Babinsa Serka Muksin Ungkap Lonjakan Harga Sembako di Krangkeng: Telur, Daging hingga Bawang Kompak Meroket!


Indramayu – Kenaikan harga bahan pokok kembali menghantui masyarakat. Kali ini, hasil monitoring yang dilakukan Babinsa Koramil 1610/Krangkeng, Serka Muksin, mengungkap adanya lonjakan harga signifikan pada sejumlah komoditas sembako di wilayah Desa Srengseng, Kecamatan Krangkeng, Kabupaten Indramayu.

Kegiatan pemantauan tersebut dilaksanakan pada Minggu pagi (19/4/2026) sejak pukul 08.00 WIB di Warung “Kasirih”, salah satu toko sembako yang menjadi rujukan warga setempat. Dalam kegiatan tersebut, Serka Muksin melakukan pengecekan langsung terhadap harga-harga kebutuhan pokok yang beredar di pasaran.

Hasilnya cukup mengejutkan. Sejumlah komoditas penting tercatat mengalami kenaikan harga secara bersamaan. Di antaranya adalah telur ayam yang kini dijual seharga Rp38.000 per kilogram. Kenaikan ini menjadi perhatian karena telur merupakan sumber protein utama yang banyak dikonsumsi masyarakat.

Tak hanya itu, harga daging sapi juga mengalami kenaikan dan kini menyentuh angka Rp150.000 per kilogram. Angka ini tergolong tinggi dan berpotensi membebani masyarakat, terutama menjelang momen-momen tertentu yang biasanya diikuti peningkatan konsumsi.

Komoditas lain yang ikut mengalami lonjakan adalah gula pasir yang kini berada di harga Rp16.000 per kilogram. Sementara itu, bawang merah melonjak hingga Rp48.000 per kilogram, dan bawang putih mencapai Rp42.000 per kilogram. Kenaikan harga bumbu dapur ini tentu berdampak langsung pada pengeluaran rumah tangga sehari-hari.

Tidak berhenti di situ, kacang kedelai juga mengalami kenaikan harga menjadi Rp19.000 per kilogram.
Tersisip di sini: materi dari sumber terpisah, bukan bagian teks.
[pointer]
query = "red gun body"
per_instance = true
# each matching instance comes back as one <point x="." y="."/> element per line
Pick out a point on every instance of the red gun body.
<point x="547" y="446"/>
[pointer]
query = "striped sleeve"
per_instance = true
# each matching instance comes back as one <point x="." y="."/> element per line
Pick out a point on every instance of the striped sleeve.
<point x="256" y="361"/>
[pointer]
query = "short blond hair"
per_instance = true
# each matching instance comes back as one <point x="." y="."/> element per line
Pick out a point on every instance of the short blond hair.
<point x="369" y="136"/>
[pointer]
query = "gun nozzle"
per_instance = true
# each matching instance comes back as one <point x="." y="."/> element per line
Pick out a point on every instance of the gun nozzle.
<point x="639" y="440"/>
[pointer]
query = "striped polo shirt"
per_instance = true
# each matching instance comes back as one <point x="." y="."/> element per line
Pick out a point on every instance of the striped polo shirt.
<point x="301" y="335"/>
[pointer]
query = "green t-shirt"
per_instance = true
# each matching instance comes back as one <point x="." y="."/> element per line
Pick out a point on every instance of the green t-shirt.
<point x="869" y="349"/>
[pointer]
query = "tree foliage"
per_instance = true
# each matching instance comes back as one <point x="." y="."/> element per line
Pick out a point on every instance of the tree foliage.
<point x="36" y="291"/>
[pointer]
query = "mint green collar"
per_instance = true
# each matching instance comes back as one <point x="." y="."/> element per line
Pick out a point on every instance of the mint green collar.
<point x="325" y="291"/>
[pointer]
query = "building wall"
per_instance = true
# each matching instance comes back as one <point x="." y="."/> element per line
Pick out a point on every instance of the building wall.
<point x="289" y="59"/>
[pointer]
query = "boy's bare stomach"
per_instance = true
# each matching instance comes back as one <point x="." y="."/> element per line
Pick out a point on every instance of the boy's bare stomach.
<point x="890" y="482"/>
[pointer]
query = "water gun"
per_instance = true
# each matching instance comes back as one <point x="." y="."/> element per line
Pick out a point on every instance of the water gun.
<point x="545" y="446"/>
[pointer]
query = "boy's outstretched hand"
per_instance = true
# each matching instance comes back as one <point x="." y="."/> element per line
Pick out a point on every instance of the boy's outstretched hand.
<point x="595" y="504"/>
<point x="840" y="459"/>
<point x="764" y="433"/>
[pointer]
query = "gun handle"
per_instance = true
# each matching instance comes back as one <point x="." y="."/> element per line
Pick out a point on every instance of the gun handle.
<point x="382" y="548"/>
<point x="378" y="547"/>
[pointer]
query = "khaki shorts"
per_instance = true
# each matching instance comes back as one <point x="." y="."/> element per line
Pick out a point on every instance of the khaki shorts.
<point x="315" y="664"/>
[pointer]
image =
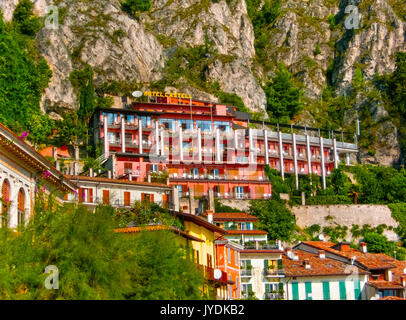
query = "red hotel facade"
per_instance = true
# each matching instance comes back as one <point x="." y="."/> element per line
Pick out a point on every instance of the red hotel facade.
<point x="206" y="146"/>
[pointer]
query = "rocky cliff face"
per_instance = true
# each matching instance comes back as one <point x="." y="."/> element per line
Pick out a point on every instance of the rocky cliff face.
<point x="122" y="48"/>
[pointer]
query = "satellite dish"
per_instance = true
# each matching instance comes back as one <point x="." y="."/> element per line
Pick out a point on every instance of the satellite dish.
<point x="217" y="274"/>
<point x="137" y="94"/>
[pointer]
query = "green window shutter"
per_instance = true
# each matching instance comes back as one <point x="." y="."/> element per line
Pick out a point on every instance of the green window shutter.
<point x="295" y="291"/>
<point x="357" y="290"/>
<point x="343" y="291"/>
<point x="308" y="287"/>
<point x="326" y="290"/>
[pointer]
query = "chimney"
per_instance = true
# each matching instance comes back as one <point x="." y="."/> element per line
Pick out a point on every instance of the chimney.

Padahal, kedelai merupakan bahan baku utama berbagai produk pangan seperti tahu dan tempe yang banyak dikonsumsi masyarakat.

Di tengah gelombang kenaikan tersebut, beberapa komoditas masih menunjukkan stabilitas harga. Beras, misalnya, tetap berada di angka Rp15.800 per kilogram tanpa perubahan. Minyak goreng juga terpantau stabil di harga Rp16.000 per kilogram.

Selain itu, harga daging ayam masih bertahan di angka Rp38.000 per kilogram, sementara jagung tetap dijual seharga Rp11.000 per kilogram. Stabilitas ini sedikit memberikan keseimbangan di tengah kenaikan harga komoditas lainnya.

Serka Muksin menyampaikan bahwa kegiatan monitoring ini merupakan bagian dari tugas rutin Babinsa dalam memantau kondisi wilayah, khususnya terkait kebutuhan pokok masyarakat. Ia menegaskan bahwa pemantauan harga sembako sangat penting untuk mengetahui perkembangan situasi ekonomi di tingkat bawah.

“Kami terus melakukan pengecekan langsung di lapangan untuk memastikan kondisi harga dan ketersediaan barang tetap terpantau. Ini penting sebagai langkah antisipasi apabila terjadi lonjakan harga yang signifikan,” ujarnya.

Selama kegiatan berlangsung, situasi di Warung Kasirih dan sekitarnya terpantau aman, tertib, dan lancar. Interaksi antara Babinsa dan pemilik warung juga berjalan baik, dengan adanya pertukaran informasi terkait pasokan dan distribusi barang.

Kenaikan harga yang terjadi secara bersamaan pada beberapa komoditas ini menjadi sinyal perlunya perhatian lebih dari pihak terkait. Pemerintah daerah diharapkan dapat segera mengambil langkah strategis guna menekan lonjakan harga dan menjaga daya beli masyarakat.

Monitoring yang dilakukan oleh Babinsa Serka Muksin ini menjadi gambaran nyata kondisi pasar di tingkat bawah. Di tengah fluktuasi harga yang terus bergerak, kehadiran aparat di lapangan menjadi penting untuk memastikan stabilitas tetap terjaga.

Dengan kondisi saat ini, masyarakat diimbau untuk tetap bijak dalam berbelanja serta memanfaatkan alternatif bahan pangan yang lebih terjangkau. Sementara itu, sinergi antara pemerintah, aparat, dan pelaku pasar menjadi kunci utama dalam menghadapi gejolak harga sembako yang terus berkembang.